Hello R users,
I have been using R for a while now for basic stats but I'm now trying to
get my head around looping scripts and in some places I am failing!
I have a data set with c. 1200 data points on 98 individual animals with
data on each row representing a daily measure and I am asking the question
"what variables affect the animal's behaviour?"
the dataset includes these variables for analyses:
presence of behaviour, absence of behaviour, site, year, rain, air temp, ID,
Day
Listed below as they appear in the data set:
BEH_T, BEH_F, SITE, YEAR, PRECIP_MM_DAY, PUP_AGE_EST, MO_AIR_TEMP, ID2,
DAY
with BEH_T & BEH_F = the response variable for a binomial GLM
here is the head of the dataset
(NB there are only two years and two sites)

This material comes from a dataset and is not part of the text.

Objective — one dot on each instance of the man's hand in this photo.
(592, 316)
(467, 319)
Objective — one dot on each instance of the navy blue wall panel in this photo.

BEH_T BEH_F SITE YEAR PRECIP_MM_DAY PUP_AGE_EST MO_AIR_TEMP ID2 DAY
[1,] 14 10 1 2007 0 12 10.98750 1 1
[2,] 37 23 1 2007 0 13 11.47333 1 2
[3,] 56 22 1 2007 0 14 12.16667 1 3
[4,] 43 23 1 2007 0 16 10.91515 1 5
[5,] 62 16 1 2007 0 17 12.81026 1 6
[6,] 30 20 1 2007 0 19 8.67037 1 8
(Sorry the headings are skewed)
Because I don't want to do too complex a model to start with (just wanting
to learn first with a 'simple' model) I have issues with independence of
the
data as there are repeats of individuals - i.e. data taken on the same IDs
on different days. So in order to account for that I have decided to random
sample one data point for each ID then run the GLM on that data for x number
of simulations to see if the explanatory variables are the same/similar
across all models. (This will reduce my data set to 98 data points, but it
is the best way I can see of doing this without doing mixed-effects models,
since not all IDs are seen at both sites in both years).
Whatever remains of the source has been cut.